Quand l’intervention fait résonner des émotions difficiles

Bien maline celle qui peut prétendre avoir été en mesure, dès le début de sa carrière, de prédire ce que la bulle thérapeutique allait lui faire vivre émotionnellement tout au long de sa carrière.

Plusieurs d’entre nous ont été écorchées par un ou des traumatismes dans le passé. Bien que ce ne soit pas toujours le cas, il y a fort à parier qu’un client ou une cliente, un jour ou l’autre, appuiera sur un déclencheur qui sera l’amorce d’un remous émotionnel intérieur en lien avec ce vécu. Et tu sais quoi, chère collègue?

Ce processus est tout à fait NATUREL.

Tu n’es PAS ANORMALE.

Tu peux tout de suite te libérer de ce fardeau et t’offrir un peu de douceur : tu as le droit de vivre des émotions difficiles en intervention et cela ne t’enlève en rien tes capacités et tes forces.

Nous, les humains, avons cette caractéristique qui se nomme « l’ humanité commune ». Tout le monde souffre à un moment ou à un autre. Lorsque notre rôle d’aidante nous amène à nous confronter à la détresse des autres au quotidien, nous pouvons avoir la tendance à mettre la nôtre de côté au profit d’une réaction de compassion envers l’autre.

Pourtant, s’offrir de la compassion et reconnaître nos propres vulnérabilités, c’est aussi aider quelqu’un.
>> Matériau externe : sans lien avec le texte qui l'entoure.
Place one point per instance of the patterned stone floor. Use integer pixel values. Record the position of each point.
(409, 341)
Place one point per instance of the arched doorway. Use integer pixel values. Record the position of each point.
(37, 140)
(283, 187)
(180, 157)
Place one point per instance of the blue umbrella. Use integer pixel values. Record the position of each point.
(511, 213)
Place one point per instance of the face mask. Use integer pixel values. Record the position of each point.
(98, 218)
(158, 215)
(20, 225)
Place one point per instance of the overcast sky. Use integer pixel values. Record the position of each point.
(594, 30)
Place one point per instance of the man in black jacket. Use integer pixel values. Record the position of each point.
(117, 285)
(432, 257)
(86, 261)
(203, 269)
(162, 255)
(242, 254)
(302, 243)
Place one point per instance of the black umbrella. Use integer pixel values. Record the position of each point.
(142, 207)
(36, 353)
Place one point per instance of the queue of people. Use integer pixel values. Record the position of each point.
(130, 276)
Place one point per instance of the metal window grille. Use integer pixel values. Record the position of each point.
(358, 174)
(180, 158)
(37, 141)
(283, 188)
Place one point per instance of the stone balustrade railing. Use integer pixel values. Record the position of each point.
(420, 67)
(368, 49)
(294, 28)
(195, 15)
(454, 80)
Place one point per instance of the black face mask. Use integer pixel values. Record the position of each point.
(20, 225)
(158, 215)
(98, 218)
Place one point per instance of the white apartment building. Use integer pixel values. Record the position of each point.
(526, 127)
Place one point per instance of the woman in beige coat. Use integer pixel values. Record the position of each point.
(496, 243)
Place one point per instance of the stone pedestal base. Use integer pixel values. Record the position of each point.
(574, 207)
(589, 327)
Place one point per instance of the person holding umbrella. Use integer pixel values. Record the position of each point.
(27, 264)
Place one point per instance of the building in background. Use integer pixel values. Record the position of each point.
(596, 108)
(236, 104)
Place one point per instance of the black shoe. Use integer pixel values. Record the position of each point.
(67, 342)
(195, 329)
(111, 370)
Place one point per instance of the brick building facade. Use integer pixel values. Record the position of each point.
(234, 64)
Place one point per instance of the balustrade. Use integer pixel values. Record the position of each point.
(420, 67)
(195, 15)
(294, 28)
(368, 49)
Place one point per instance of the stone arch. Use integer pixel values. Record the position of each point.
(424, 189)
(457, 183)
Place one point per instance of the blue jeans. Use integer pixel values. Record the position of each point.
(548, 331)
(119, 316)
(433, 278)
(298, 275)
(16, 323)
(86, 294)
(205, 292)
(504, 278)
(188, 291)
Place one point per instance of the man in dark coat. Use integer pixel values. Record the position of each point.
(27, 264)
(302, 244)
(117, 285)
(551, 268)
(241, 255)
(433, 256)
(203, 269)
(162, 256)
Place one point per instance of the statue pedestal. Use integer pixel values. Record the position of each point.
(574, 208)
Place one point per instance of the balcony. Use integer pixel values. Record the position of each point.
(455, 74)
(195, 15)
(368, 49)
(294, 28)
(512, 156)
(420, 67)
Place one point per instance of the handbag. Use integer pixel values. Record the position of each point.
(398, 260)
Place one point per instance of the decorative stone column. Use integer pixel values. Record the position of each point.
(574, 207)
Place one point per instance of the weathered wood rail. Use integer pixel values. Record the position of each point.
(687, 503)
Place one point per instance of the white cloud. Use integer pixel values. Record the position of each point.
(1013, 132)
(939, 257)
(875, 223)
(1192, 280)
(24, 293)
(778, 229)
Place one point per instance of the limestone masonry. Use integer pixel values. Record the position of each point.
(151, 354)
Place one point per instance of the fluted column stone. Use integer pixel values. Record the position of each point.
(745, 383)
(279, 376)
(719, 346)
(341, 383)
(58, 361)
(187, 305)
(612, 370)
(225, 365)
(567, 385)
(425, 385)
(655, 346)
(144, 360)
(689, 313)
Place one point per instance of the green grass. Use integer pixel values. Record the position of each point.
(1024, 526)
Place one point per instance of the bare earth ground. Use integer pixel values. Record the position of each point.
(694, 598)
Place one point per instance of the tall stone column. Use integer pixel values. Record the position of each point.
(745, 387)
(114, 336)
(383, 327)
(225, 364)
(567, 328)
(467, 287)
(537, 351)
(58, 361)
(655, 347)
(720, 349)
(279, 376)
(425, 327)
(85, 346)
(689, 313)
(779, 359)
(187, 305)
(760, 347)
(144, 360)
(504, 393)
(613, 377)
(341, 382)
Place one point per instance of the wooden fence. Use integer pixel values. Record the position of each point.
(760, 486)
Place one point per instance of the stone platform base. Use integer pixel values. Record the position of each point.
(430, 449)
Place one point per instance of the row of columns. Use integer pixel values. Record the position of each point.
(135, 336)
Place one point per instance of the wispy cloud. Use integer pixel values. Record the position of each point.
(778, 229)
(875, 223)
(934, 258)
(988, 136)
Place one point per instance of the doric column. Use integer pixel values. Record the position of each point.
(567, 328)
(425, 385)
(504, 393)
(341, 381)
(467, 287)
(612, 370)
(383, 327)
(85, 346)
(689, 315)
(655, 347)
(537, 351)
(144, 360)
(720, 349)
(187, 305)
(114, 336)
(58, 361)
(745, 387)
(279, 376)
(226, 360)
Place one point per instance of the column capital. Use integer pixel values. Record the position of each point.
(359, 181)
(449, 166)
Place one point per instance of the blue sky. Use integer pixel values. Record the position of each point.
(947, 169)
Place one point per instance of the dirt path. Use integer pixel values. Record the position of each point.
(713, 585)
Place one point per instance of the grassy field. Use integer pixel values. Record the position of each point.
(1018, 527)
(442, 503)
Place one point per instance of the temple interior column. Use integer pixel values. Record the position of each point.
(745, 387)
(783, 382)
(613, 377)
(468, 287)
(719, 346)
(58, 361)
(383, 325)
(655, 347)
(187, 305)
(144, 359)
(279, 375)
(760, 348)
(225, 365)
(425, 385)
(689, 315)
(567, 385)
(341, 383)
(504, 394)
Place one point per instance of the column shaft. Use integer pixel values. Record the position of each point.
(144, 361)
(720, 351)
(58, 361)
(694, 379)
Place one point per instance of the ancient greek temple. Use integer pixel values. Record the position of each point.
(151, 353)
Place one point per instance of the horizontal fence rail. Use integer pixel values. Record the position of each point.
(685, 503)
C’est s’aider SOI.

Depuis quand « soi » ne compte plus comme quelqu’un à part entière? Avec ses portions lumineuses, tout comme celles plus ombragées.

 

Je dois être la seule

Lorsque tu crois être la seule à vivre quelque chose et que tu n’oses pas poser une question en groupe de peur d’être jugée « à côté de la traque », dis-toi qu’il y a certainement plusieurs autres personnes qui se posent la question.

 

L’anxiété du DKN 1C

Te rappelles-tu, lors de nos années au baccalauréat? Il y avait toujours un cours dans un grand amphithéâtre rempli à craquer qui exposait du contenu pas très clair, issu d’un livre trop cher et avec une épaisseur proportionnelle à sa platitude? Te rappelles-tu t’être posé une question tout en te ravisant sur-le-champ de peur d’être jugée :

« Je dois être la seule à me poser la question… »

« Le prof va clairement trouver que ma question est stupide. »

« Approche existentielle-huma quoi? J’ai-tu manqué un chapitre moi? »

« Hein, examen éclair? Isabelle avait raison : j’aurais dû lire ce foutu plan de cours. »

 

Quand cette humanité commune se transpose en intervention

En intervention, il est naturel de :

– vivre des remous émotionnels qui nous ramènent dans nos expériences difficiles du passé.

– avoir le réflexe de vouloir se réfugier sur notre liste d’épicerie lorsque notre client aborde du contenu traumatique qui devient un peu trop intense pour ce que nous sommes capables de prendre ce matin-là.

– se comparer à des collègues en se disant « elle a l’air d’assurer grave! Pourquoi moi je suis toute à l’envers et pas elle? »

– ressentir dans son corps une lourdeur dans le ventre, l’estomac ou la gorge quand une portion de l’intervention m’échappe et que j’ai l’impression de ne plus contenir efficacement le processus.

 

O.K. Je fais quoi alors?

Il existe plusieurs choses accessibles que tu peux faire si ce que je viens de te décrire arrive dans ton quotidien. Nous en parlons d’ailleurs abondamment dans chacune de mes formations.

Le premier pas, pour aujourd’hui, est plutôt simple mais efficace : reconnaître que tu peux être vulnérable et chamboulée émotionnellement en intervention. C’est ce qu’on appelle l’humanité commune, qui est un des trois principaux ingrédients actifs de l’autocompassion.

Et rappelle-toi :

  1. Ta vulnérabilité est tout à fait NATURELLE.
  2. Tu n’es PAS ANORMALE.
  3. Tu es toi aussi digne de compassion. Prends l’initiative de t’en offrir abondamment.